The semester finished a few weeks ago and here I am with almost four months of holiday awaiting me! That should mean that I have a lot more time for cooking and baking, and for the most part, I have been cooking more. That said, I've been sticking to simple-but-true kind of cooking and baking and have steered away from fancy frosted cakes and pastries.

I've also been making and experimenting with Chinese desserts. Compared to western desserts, Chinese (and Asian) desserts are more straightforward, usually concentrating on one or two flavours and textures. There're simply no plated desserts as such. I personally think that western desserts are a more developed and sophisticated art form, Nevertheless, there's still something homey and comforting about Chinese desserts that I return to from time to time.


Chinese desserts can be divided into two kinds: sweet soups and solid cake-like desserts called gao 糕. They're usually starch-based, and the texture of the gao ranges from soft to chewy, almost jelly-like. I think most people translate it as 'cake', even though they are worlds apart in texture!

I recently noticed that I have two jars of sesame paste that I bought in Beijing last year sitting in my cupboard.
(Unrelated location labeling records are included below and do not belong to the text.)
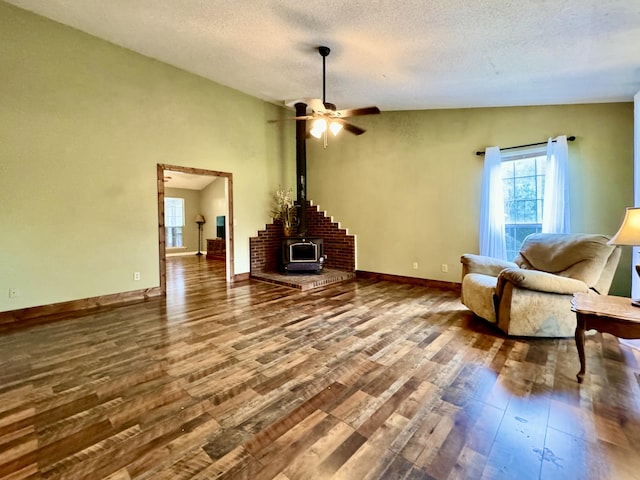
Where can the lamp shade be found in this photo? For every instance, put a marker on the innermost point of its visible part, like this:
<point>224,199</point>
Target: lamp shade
<point>629,232</point>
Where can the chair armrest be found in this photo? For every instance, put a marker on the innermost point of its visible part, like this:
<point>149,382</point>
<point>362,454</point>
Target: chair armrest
<point>540,281</point>
<point>473,263</point>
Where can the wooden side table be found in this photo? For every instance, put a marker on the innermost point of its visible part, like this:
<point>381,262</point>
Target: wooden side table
<point>607,314</point>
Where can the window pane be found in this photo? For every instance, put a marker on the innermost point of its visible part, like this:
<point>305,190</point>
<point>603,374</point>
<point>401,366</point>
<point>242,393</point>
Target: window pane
<point>523,184</point>
<point>525,188</point>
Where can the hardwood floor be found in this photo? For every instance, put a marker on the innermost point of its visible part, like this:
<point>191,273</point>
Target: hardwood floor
<point>362,380</point>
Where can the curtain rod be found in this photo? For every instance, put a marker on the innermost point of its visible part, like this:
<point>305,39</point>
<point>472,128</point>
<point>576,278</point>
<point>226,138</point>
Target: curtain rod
<point>569,139</point>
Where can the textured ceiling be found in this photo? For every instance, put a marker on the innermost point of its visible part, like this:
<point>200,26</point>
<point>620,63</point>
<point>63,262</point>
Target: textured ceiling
<point>398,55</point>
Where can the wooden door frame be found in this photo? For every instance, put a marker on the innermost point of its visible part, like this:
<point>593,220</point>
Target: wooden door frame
<point>161,231</point>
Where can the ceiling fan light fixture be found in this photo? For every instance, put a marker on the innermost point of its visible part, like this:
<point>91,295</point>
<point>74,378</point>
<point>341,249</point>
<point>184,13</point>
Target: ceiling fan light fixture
<point>319,127</point>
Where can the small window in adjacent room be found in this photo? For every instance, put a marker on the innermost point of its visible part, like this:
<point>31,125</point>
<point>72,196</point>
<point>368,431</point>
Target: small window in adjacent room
<point>523,186</point>
<point>173,221</point>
I decided to put them to good use by making a sesame cake that is quite popular in Hong Kong. Unfortunately, the commercial ones are often too sweet and lacking in sesame flavour. Fortunately for us, it's quite easy to make at home if you start with store-bought black sesame paste/butter. The drawback to that it is that it's usually pretty pricey. You can, of course, toast the sesame seeds yourself and grind it to a puree with a food processor!

The other ingredient that you'll need is water chestnut flour (馬蹄粉), which is often used for thickening soups and gao-making (water chestnut cake 馬蹄糕). This flour gives a chewy but light texture that works well in cutting down the richness of the copious amounts of fat in sesame puree. I've tried making it with some rice flour (粘米粉) in addition to the water chestnut flour, but it made the cake unplesantly sticky and heavy. Better to stick with water chestnut flour only!